Database Pagination Query Performance Optimization: Principles and Practices

Problem Description
Pagination query is one of the most common operations in databases (e.g., "query page N with M records per page"). When the dataset is huge, the performance of a simple LIMIT offset, size statement degrades sharply in deep pagination scenarios (where the offset value is very large). This topic systematically analyzes the root causes of performance bottlenecks in deep pagination and delves into the principles and practices of core optimization techniques based on cursors, subqueries, deferred joins, etc.

1. Performance Bottleneck Analysis of Traditional Pagination
Traditional pagination uses the LIMIT offset, size syntax (e.g., SELECT * FROM orders ORDER BY id LIMIT 1000000, 20). Its execution involves the following steps:

  • Step 1: The database locates all records satisfying the WHERE condition via an index (e.g., the primary key index).
  • Step 2: Sorts the result set according to the ORDER BY field (requires a temporary sort if no index is available).
  • Step 3: Sequentially scans from the first record, skipping the first offset records (1 million in this example).
  • Step 4: Returns the next size records (20 in this example).

Key Issue: In step 3, the database needs to physically scan and discard the first 1 million records. Even when using an index for sorting, the massive amount of wasted random I/O or sequential scan operations still leads to significant resource overhead.
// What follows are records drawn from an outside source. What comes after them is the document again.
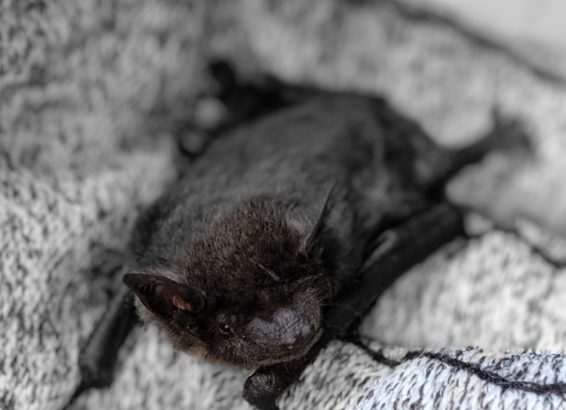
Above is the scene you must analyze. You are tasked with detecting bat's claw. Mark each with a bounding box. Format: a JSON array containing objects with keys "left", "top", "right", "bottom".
[{"left": 363, "top": 230, "right": 399, "bottom": 270}]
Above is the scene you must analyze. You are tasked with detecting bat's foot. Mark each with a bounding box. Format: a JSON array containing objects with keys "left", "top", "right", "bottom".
[
  {"left": 177, "top": 59, "right": 292, "bottom": 158},
  {"left": 422, "top": 112, "right": 533, "bottom": 192},
  {"left": 177, "top": 97, "right": 228, "bottom": 157}
]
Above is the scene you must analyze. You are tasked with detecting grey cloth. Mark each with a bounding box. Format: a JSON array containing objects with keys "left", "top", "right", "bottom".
[{"left": 2, "top": 1, "right": 566, "bottom": 409}]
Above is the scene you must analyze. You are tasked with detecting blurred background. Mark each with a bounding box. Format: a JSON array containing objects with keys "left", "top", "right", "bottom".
[
  {"left": 419, "top": 0, "right": 566, "bottom": 47},
  {"left": 408, "top": 0, "right": 566, "bottom": 77}
]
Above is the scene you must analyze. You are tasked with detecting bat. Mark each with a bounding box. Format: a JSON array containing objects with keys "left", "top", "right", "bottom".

2. Cursor-based "Previous/Next Page" Optimization
Suitable for sequential pagination scenarios (e.g., pull-to-load on mobile devices). The core idea is to avoid using offset:

  • Principle: Record the position of the last record from the previous page (e.g., its ID), and change LIMIT offset, size to a conditional query.
  • Example:
    First page: SELECT * FROM orders ORDER BY id LIMIT 20
    Second page: SELECT * FROM orders WHERE id > last_max_id_from_previous_page ORDER BY id LIMIT 20
  • Advantage: Directly locates the starting position via the index, skipping the scan of invalid data.
  • Limitation: Does not support random page jumps (e.g., directly jumping to page 50).

3. Subquery-based Deferred Join Optimization
Suitable for scenarios requiring random page jumps where the sort field is indexed:

  • Principle: First, quickly locate the target record IDs via a subquery (avoiding back-to-table lookups), then retrieve the complete data via primary key joins.
  • Example:
    SELECT * FROM orders  
    INNER JOIN (  
      SELECT id FROM orders  
      ORDER BY create_time  
      LIMIT 1000000, 20  
    ) AS tmp USING(id)  
    
  • Execution Process:
    1. The subquery selects only the id and sort fields (leveraging index coverage to avoid back-to-table lookups), quickly skipping the offset records.
    2. Joins with the original table via the primary key id to precisely fetch the 20 complete records.
  • Advantage: The data volume processed by the subquery is much smaller than the original table (only indexed fields), reducing I/O overhead.

4. Business Design-based Special Optimization Strategies

  • Prohibit Excessively Deep Pagination: Limit the accessible page range at the business level (e.g., only allowing access to the first 100 pages).
  • Data Preloading: Pre-generate and cache pagination results for hot data (e.g., storing the first N pages in Redis).
  • Secondary Index Strategy: Create composite indexes on pagination conditions (e.g., time range) and combine with WHERE conditions to narrow the scan scope.

5. Practical Recommendations and Selection Criteria

  • Sequential Pagination: Prioritize the cursor method (WHERE condition pagination).
  • Random Page Jumps: Use traditional LIMIT when data volume is less than 100k; use deferred joins when greater than 100k.
  • Index Design: Create composite indexes for ORDER BY fields and query conditions, leveraging index coverage as much as possible.
  • Monitoring Tools: Analyze execution plans via EXPLAIN, paying attention to warnings like Using filesort or full table scans.